Jamás pensé en regalarlos, porque para mi cada uno es un recuerdo. Cada uno tiene algo que me lleva a pensar en algo... el primer peluche que "pesqué", los que me regaló mi papá (nunca fue demostrativo, y para mi que alguna vez me haya regalado un peluche significó mucho en su momento), peluches que me regalaron mis amigos, que me compré yo en alguna salida... todo me recuerda algo. Pero en el fondo de mi corazón siempre supe que algún día iba a tener que dejarlos ir.
En estos momentos estoy planeando seriamente mudarme de la casa de mis padres en un plazo de aproximadamente 1 año. Puede parecer raro que me fije un objetivo tan a futuro, pero como sé que en breve voy a tener otro trabajo más con el cual ahorrar, ya no lo veo como "algo que puede suceder", si no como algo que sucederá.
Hoy, limpiando esta habitación, entre tanto peluche me di cuenta que no me los voy a llevar cuando me mude. Quizá 5 o 6 de los pequeñitos que son los que más me gustan, pero no todo el resto. Y caí en la cuenta de que cuando yo no esté, ellos van a quedar solos, juntando polvo, decorando una habitación sin sentido.
Me llené de valor, agarré una bolsa de consorcio muy grande... y la llené.
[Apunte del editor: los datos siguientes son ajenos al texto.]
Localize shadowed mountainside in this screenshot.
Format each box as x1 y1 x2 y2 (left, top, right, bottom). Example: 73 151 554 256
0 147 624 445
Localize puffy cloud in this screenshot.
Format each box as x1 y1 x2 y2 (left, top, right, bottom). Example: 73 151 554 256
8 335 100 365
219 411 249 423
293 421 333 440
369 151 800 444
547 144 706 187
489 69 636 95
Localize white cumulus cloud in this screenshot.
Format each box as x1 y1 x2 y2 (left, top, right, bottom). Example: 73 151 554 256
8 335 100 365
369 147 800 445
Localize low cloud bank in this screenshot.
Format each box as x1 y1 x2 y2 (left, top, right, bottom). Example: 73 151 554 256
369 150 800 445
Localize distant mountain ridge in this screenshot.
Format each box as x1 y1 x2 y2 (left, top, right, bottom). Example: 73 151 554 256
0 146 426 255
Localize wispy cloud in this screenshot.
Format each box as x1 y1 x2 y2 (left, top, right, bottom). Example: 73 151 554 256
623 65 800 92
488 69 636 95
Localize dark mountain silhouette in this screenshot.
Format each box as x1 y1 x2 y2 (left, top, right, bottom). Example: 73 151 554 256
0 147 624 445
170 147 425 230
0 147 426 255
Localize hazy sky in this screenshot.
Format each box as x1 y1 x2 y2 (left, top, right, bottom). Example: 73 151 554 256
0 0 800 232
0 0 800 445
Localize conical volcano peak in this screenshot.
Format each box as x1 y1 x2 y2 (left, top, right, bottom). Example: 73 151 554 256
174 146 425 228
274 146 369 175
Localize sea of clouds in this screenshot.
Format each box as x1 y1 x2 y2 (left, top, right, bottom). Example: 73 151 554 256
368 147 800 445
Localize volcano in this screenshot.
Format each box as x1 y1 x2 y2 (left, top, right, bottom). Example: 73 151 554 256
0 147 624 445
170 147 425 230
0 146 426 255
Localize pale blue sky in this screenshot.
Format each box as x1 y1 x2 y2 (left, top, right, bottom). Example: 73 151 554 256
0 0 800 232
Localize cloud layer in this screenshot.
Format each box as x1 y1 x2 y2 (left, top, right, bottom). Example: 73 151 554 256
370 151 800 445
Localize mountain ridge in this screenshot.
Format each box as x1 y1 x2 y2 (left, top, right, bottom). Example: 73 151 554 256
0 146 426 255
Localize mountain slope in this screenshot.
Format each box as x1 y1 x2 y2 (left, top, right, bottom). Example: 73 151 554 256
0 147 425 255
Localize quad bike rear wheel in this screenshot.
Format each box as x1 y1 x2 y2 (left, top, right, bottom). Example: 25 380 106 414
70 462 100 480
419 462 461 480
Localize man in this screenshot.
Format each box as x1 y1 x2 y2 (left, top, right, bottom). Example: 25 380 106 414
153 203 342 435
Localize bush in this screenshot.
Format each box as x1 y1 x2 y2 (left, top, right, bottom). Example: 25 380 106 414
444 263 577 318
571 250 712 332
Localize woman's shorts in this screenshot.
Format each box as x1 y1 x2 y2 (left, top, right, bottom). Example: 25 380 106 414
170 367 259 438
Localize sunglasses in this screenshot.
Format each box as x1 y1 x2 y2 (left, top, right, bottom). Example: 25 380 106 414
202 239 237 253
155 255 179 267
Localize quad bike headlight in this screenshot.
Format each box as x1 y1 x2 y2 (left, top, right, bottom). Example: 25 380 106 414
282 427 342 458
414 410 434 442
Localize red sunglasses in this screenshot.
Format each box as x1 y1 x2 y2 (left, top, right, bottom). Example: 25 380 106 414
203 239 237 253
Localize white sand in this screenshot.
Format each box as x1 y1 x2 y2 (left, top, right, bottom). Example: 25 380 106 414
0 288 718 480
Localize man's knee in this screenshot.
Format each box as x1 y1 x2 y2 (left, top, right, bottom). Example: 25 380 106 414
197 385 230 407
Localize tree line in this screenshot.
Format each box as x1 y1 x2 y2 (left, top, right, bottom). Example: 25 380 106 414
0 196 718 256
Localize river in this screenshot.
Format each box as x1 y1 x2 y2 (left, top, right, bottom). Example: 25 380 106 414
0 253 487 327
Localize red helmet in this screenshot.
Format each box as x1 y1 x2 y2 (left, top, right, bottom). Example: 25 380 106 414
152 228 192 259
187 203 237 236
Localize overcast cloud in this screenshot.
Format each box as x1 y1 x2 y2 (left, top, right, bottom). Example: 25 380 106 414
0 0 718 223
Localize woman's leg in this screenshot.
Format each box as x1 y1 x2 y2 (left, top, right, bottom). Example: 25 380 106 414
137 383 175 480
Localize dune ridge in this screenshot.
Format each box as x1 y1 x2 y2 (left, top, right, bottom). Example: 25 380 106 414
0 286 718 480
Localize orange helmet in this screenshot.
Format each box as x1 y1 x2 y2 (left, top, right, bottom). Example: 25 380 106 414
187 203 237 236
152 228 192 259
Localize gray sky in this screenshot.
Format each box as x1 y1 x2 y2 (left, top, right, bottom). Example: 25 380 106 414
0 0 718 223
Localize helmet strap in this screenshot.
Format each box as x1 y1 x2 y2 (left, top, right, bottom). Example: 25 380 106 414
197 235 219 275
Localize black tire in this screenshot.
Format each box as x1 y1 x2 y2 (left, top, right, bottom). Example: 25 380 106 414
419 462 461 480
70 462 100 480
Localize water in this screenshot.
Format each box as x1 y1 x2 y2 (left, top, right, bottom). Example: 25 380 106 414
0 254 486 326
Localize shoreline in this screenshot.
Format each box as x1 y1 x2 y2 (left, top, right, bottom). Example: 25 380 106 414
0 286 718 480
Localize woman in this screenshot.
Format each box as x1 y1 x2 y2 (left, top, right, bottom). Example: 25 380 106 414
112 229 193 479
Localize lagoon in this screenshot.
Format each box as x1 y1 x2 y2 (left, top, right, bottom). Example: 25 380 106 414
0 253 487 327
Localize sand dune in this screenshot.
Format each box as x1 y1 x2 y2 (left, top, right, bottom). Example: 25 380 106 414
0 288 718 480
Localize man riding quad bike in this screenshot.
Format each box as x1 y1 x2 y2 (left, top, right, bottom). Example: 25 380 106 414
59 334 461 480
Puede parecer tonto, pero yo veo esto como un ciclo que cierro. No son recuerdos que quiero apartar, ni cosas que ya no me interesa tener en cuenta, si no que no necesito de estos pequeños peluditos para recordar lo feliz que me hicieron en su momento. La grata compañía imaginaria que supieron ser, y que hoy decido que quiero que lo sea de alguien más.
Yo los necesité y los tuve, ¡y pucha si los disfruté! Ahora, que los disfrute alguien más, que también los necesite.
Serán lavados y embolsados hasta el próximo día del niño (Agosto), donde buscaré alguna de esas juntadas que se hacen para enviar alimentos/juguetes a niños necesitados, y aportaré a mis amigos peludos, para que vayan a regalar sonrisas a otros rincones de Argentina.
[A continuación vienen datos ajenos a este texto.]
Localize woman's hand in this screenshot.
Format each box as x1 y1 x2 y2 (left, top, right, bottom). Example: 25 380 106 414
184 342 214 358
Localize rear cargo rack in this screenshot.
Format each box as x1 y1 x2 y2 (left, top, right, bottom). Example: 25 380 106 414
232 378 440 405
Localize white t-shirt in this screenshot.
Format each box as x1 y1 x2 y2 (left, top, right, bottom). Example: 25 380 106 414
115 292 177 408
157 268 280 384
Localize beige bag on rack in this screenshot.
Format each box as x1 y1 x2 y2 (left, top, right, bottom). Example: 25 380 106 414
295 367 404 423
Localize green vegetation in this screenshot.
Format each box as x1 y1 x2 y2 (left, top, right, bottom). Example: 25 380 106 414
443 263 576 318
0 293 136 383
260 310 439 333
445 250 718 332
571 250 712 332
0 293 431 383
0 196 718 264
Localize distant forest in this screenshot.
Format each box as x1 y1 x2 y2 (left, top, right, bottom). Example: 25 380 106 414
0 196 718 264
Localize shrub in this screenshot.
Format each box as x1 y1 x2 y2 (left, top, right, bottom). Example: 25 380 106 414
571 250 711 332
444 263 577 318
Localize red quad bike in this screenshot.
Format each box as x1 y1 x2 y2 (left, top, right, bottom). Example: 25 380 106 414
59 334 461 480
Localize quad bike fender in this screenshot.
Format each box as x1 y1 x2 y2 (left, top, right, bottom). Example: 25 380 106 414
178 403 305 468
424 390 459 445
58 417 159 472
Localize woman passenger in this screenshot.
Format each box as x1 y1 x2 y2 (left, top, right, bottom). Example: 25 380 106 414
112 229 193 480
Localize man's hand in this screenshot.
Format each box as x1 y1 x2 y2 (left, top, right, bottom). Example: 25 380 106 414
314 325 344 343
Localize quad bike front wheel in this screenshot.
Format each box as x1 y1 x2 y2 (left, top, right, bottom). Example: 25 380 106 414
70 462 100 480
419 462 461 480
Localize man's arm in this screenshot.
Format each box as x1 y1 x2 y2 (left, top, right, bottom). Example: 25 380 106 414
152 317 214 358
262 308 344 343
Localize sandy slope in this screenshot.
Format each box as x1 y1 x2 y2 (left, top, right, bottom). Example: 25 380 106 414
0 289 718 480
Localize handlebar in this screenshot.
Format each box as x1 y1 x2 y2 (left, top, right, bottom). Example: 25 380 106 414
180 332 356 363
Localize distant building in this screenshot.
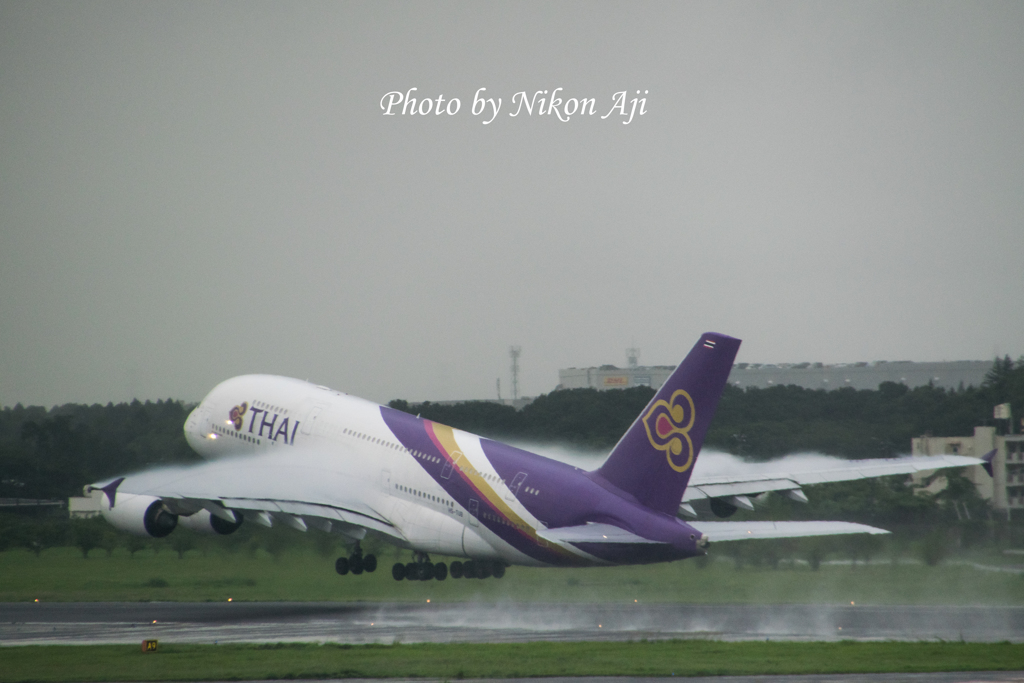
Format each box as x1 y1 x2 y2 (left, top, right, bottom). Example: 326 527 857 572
68 487 103 519
911 427 1024 518
558 360 992 390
Les digo gracias por cada momento, y hasta luego, mis amigos. Ha sido un placer crecer con ustedes.

8 comentarios:

Cony dijo...

Yo hice lo mismo en tres tandas, pero en la huida de la casa de mamá los necesité más que a mi DNI para sentirme "yo misma" y aca estan, decorando mi casa de "adulta"

Mr. Popo dijo...

Supongo que con Toy Story 3 alguna lagrimita se te habrá escapado, no?

ShaD dijo...

UUfff! mi puerta también tardó en cerrarse... es más, hasta me negué a regalar a mi muñeca barbie tropical llamada "JEM" JAjajJ! nunca se irá de mi lado la la la

Hablando en serio, te felicito por dar este gran paso, harás mucho muy feliiices a muchos niños n__n

Ailaviuu ami :)

Hugo dijo...

Lindop gesto, ojalá sigan sacando sonrisas a muchos chicos.

Zoquett dijo...

Mr Popo: Sabelo que sí. Lloré mucho con esa parte de la peli justamente, jajajaja. Al final soy una maricona!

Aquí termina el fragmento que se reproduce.